Saturday, April 14, 2012

Keeping Italian Traditions in an Italian American Life....

It's been a while since my last post, but I had to sit down right now and write about this..because lately it's been weighing on me heavily. In previous posts, I've talked about the struggle in maintaining our Italian cultural traditions in our everyday Italian American lives, but I feel as the days goes on and I become busier with projects and just keeping up those important traditions seem to be taking a back seat.

So you may ask, 'what are those traditions?' and quite honestly I would say not all Italians or Italian Americans have the same traditions, but one thing is very consistent and that's maintaining a strong family connection. When we are all so busy with our daily lives, it does become a challenge to spend that time together, or respect your holidays like Easter, but it seems reality of life in America dictates. For example, my brother was so upset about the fact that he had to work on Easter, his job has certain days assigned to holidays.. so it was hard for him to take that day as a holiday. Of course, my family we were certainly sad not to see him for the day, but we understood he had a commitment to work.


When discussing traditional Italian families, it's pretty customary that we take care of each other in some form or another, whether it's just being there for someone or actually doing a physical favor. If any of my family members call me and says 'I need help with....' -- you can bet your ass I will be there for them. I usually get strange looks from people when I tell them how much I did for my sister, mother, father or brothers and likewise if I share a story about how my brother went above and beyond for me, because I know the American mentality is really everyone kind of does their own thing and family members talk to each here and there. Well, we know that's not the case with the Italian American family. We talk to each other all the time and try to see each other as much as possible.

I was having a conversation with friends the other day, they happen to be Italian American, I
was talking about that new show on TLC, "Mama's Boys of the Bronx." Of course as we know many reality shows are exaggerated and larger than life and usually with a negative stereotype on the Italian American. I asked my two friends, "do you think this show is exaggeration or reality?" They having grown up and lived in the Bronx said something to the effect, that's it's real but somewhat glorified.. of which I agreed. Look, we would all be lying if we said our Italian mothers don't do everything for us and treat their sons like kings. I know my mother does, if my brothers are around, my mother starts cooking and serves everything up just to make sure they've eaten and are happy. But with that, my mother takes great pride and happiness in making her sons happy and making sure she spoils them. To her she shows a part of her love this way. So, if you're not exposed or educated on these traditions in the Italian American family you might watch that show and say 'wow, these guys live at home with their moms and their mothers spoil them..' I say yes and no.
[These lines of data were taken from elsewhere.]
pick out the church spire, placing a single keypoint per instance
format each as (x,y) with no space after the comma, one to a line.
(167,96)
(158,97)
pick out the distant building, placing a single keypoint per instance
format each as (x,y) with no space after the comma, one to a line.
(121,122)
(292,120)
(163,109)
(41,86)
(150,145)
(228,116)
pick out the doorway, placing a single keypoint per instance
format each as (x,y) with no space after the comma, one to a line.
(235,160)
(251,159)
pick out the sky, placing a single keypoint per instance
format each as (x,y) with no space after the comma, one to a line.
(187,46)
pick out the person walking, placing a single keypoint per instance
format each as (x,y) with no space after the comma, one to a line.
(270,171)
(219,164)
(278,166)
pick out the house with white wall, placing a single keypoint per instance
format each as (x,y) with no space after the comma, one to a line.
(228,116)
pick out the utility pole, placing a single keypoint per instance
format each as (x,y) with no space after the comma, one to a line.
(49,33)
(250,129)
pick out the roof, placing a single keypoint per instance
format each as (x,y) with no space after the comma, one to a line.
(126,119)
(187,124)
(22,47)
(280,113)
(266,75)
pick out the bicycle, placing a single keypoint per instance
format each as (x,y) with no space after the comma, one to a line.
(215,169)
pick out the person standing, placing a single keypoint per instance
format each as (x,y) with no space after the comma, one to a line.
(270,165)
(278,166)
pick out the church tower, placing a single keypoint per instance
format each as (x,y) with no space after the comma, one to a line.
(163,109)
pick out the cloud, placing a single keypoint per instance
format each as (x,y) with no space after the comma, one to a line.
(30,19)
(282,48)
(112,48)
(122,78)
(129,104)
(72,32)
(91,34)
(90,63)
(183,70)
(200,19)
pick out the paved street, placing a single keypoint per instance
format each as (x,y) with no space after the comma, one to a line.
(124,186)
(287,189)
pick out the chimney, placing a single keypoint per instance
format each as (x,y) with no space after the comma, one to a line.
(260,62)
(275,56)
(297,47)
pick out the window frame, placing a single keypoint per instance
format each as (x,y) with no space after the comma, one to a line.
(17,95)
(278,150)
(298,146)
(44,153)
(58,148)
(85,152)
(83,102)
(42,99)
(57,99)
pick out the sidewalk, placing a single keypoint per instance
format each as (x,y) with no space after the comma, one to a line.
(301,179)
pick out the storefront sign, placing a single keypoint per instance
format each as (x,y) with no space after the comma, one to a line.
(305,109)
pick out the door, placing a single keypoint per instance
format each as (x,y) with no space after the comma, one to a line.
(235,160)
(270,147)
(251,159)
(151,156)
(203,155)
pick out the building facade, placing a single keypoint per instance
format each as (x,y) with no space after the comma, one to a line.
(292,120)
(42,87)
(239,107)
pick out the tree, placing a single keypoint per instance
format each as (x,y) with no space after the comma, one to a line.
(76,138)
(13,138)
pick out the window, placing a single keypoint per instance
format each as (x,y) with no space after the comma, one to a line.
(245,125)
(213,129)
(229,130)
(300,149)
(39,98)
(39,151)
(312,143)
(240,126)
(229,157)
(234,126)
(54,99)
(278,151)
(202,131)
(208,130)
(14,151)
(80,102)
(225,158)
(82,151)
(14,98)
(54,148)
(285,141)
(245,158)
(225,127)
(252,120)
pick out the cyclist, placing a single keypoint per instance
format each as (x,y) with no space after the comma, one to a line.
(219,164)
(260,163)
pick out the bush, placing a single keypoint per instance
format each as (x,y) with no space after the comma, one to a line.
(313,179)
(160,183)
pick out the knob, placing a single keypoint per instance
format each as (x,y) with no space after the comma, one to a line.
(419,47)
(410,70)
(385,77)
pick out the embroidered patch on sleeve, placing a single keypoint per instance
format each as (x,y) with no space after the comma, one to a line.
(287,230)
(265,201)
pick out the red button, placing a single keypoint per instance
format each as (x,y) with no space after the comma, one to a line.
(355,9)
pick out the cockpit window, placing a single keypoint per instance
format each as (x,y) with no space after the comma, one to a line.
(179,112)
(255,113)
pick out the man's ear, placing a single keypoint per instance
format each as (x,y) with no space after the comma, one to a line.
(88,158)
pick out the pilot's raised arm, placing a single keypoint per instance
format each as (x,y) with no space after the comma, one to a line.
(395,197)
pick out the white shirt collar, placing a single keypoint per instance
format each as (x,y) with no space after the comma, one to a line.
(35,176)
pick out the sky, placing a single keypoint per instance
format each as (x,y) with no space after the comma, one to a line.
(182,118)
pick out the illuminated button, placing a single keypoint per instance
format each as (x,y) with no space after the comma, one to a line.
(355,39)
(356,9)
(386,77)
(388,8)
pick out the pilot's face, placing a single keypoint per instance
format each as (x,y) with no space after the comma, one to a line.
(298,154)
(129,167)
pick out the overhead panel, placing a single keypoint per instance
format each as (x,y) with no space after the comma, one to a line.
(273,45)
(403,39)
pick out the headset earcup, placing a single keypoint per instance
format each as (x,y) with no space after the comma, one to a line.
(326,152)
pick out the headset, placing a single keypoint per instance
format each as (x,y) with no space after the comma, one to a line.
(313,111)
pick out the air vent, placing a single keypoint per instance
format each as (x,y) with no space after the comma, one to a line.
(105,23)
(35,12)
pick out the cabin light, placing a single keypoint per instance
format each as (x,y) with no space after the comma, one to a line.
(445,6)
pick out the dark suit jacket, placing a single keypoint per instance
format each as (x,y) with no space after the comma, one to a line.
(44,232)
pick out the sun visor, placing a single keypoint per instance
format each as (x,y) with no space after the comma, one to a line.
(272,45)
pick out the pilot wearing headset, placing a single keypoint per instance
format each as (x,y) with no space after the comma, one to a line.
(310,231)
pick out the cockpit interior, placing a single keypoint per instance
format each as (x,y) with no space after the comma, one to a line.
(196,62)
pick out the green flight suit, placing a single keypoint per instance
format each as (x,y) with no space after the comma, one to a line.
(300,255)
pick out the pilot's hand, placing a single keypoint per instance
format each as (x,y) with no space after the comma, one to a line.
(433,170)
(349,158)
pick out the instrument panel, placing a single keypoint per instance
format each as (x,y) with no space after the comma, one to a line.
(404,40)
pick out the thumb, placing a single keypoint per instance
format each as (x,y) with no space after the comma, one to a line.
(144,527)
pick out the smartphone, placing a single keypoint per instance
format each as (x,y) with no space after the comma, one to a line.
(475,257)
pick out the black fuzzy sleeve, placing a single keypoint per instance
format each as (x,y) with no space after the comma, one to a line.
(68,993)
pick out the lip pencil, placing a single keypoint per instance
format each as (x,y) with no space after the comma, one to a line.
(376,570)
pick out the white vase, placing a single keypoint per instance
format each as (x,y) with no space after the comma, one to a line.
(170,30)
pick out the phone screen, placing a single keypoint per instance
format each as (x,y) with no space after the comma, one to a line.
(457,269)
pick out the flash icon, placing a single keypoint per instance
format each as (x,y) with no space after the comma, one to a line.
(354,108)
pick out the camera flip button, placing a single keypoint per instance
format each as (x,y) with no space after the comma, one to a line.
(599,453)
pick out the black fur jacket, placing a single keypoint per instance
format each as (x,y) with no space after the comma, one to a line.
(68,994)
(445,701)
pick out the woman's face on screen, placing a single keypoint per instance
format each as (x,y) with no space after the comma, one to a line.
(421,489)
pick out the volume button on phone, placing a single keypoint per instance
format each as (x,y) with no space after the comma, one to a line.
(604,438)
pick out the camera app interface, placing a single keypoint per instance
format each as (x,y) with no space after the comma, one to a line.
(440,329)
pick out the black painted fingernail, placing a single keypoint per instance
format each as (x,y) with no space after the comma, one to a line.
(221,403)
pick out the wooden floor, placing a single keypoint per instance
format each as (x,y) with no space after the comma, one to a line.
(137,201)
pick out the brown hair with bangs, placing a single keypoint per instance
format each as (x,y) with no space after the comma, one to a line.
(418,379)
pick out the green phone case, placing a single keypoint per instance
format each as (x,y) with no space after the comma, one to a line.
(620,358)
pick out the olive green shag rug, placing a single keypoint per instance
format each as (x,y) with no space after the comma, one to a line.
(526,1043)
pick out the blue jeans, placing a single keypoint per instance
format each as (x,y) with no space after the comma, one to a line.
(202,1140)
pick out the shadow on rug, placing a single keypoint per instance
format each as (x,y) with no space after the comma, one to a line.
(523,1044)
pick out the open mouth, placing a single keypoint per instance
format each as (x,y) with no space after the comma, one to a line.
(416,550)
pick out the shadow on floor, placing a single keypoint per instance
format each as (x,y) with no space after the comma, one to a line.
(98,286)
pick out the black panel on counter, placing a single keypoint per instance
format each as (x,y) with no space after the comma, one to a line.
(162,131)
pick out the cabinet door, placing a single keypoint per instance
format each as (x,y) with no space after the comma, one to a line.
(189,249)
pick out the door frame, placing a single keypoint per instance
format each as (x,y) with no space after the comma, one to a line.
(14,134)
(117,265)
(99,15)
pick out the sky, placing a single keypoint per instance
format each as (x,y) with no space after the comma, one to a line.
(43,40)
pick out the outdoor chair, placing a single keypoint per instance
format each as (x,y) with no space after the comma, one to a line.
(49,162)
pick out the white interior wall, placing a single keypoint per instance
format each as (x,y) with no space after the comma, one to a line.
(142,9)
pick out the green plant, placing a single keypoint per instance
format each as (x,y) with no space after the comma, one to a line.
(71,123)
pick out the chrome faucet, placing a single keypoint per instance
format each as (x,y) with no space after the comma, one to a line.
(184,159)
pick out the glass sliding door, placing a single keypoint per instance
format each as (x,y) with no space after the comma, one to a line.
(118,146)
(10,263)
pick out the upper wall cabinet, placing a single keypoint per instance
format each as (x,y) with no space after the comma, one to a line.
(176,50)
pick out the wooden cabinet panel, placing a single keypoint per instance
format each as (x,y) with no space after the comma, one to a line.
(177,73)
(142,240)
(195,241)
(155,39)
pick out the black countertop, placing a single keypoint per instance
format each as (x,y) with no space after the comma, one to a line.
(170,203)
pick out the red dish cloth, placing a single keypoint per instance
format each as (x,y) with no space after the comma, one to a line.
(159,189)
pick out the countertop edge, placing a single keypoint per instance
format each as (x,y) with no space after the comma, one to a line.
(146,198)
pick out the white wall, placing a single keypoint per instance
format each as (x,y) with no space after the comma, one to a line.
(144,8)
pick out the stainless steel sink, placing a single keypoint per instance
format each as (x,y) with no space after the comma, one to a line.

Not all Italian American men live like the guys on the show. Of course, there are limits to what's normal and not, but I'm talking about the factor that most Italian women take pride in spoiling and taking care of their children. I would probably do the same, it's a learned behavior - a part of my culture. Even till this day, if I have lunch with my father, I cook lunch and I serve it...or if my brothers come over.. I do the same.. I cook and serve the food, which most people wouldn't think true of me, but I am old school and love doing that for people I love. It gives me happiness to know I did something that my family appreciates.

Where do these traditions fit into our daily American lives? Will we maintain those traditions like our Italian mothers did?

Photo Credit: TLC



2 comments:

Me said...

The American lifestyle is crowding out family time. Families need to make the time to spend together and teach their children about Italian culture and heritage. Thanks for the thought provoking post.

Gus Cileone said...

I couldn't agree more about family being the glue that keeps Italian Americans together. I love meeting with my cousins on the holidays, and we shrae our lives and support each other. Thanks for having this blog. There should be more of us speaking about our culture.